From what I understand, Winton has only about 50-60% of their risk in trend following, about a quarter in carry and the rest in newer strategies, so they are becoming more and more of a hybrid trend-follower as opposed to a pure trend follower. They also trade long/short market neutral equities in their original flagship fund. So you’re not necessarily comparing apples with apples if you’re comparing them with a pure trend follower....

GAT model also includes carry (about 50% atleast according to his book). Winton future program trend following does also include equity futures, but not long/short market neutral equities in their future program.
https://www.winton.com/programs/winton-futures-program

They did had down year in 2009.
around 4 min mark

Their smoothness curve is probably function of number of instruments they use and target volatility they target. Equity curve looks lot different with 8-10% vol vs 25% vol. target.
 
Last edited:
You know we were talking about strategies with no negative years? I just noticed that Winton hasn't had any down years:
https://ctaperformance.com/wntn

I'm not sure what they're doing that makes such a big difference. Here's the result of my constant capital back test from 2000:

View attachment 182852

As you can see, there are long periods with steep drawdowns.

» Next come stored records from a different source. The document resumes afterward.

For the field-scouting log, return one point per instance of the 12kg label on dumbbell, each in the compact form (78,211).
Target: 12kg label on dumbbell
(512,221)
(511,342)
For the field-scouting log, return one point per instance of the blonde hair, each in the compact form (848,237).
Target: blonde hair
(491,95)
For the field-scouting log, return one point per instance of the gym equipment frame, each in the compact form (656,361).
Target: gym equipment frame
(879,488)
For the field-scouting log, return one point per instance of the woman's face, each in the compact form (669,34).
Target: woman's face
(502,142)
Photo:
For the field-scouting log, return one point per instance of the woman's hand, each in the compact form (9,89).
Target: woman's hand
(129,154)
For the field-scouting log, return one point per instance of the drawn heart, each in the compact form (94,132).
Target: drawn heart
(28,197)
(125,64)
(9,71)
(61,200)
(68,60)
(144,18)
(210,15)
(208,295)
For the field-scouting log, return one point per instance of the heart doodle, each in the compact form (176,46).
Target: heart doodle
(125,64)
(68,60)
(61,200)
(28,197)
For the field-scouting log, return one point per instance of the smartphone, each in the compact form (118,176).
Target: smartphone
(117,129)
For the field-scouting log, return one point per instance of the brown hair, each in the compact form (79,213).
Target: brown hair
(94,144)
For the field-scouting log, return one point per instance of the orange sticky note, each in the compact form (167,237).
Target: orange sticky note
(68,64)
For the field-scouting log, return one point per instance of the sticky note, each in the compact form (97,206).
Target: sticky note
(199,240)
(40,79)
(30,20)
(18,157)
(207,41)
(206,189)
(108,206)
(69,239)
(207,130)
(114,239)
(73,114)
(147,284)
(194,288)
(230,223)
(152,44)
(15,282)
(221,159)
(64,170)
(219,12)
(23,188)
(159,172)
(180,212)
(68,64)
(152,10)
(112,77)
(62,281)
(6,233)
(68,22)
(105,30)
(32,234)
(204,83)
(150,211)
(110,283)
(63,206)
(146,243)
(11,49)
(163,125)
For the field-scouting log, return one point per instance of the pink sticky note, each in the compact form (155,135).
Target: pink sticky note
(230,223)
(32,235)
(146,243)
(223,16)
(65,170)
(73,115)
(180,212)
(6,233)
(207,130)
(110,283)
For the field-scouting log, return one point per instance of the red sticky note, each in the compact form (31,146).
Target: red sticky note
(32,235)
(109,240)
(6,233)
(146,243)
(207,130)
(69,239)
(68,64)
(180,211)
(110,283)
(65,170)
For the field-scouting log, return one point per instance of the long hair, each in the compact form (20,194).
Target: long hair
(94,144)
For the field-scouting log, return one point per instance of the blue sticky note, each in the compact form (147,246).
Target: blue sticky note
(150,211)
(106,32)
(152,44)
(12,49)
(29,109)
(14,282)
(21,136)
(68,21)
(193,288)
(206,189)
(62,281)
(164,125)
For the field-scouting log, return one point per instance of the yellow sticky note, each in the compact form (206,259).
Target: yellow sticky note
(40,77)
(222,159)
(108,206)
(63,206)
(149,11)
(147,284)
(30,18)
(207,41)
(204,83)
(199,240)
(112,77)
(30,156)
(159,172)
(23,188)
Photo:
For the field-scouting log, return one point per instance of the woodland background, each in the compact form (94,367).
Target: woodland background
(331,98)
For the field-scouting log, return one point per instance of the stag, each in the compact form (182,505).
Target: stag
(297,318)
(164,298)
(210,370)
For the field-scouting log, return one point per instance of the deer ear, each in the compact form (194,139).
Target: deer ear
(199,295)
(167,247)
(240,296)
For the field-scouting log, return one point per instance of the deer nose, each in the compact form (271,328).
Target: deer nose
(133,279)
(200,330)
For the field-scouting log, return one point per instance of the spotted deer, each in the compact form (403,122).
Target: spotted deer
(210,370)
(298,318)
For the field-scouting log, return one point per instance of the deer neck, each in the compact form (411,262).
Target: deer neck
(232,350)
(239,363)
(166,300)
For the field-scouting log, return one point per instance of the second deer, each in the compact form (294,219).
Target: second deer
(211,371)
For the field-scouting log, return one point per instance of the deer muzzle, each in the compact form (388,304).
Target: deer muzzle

What is the weight of your rules?
Does it vary through time?
How many instruments are included in the backtest
 
The equity curve shown above is with ~25% carry and 17% vol.

One grave concern is that the entire system is now only really trading two main themes: rising interest rates (short bonds) and short dollar. Those are fundamentally opposed (dollar should rise if interest rates rise), so I’m concerned a lot can go wrong in the short term.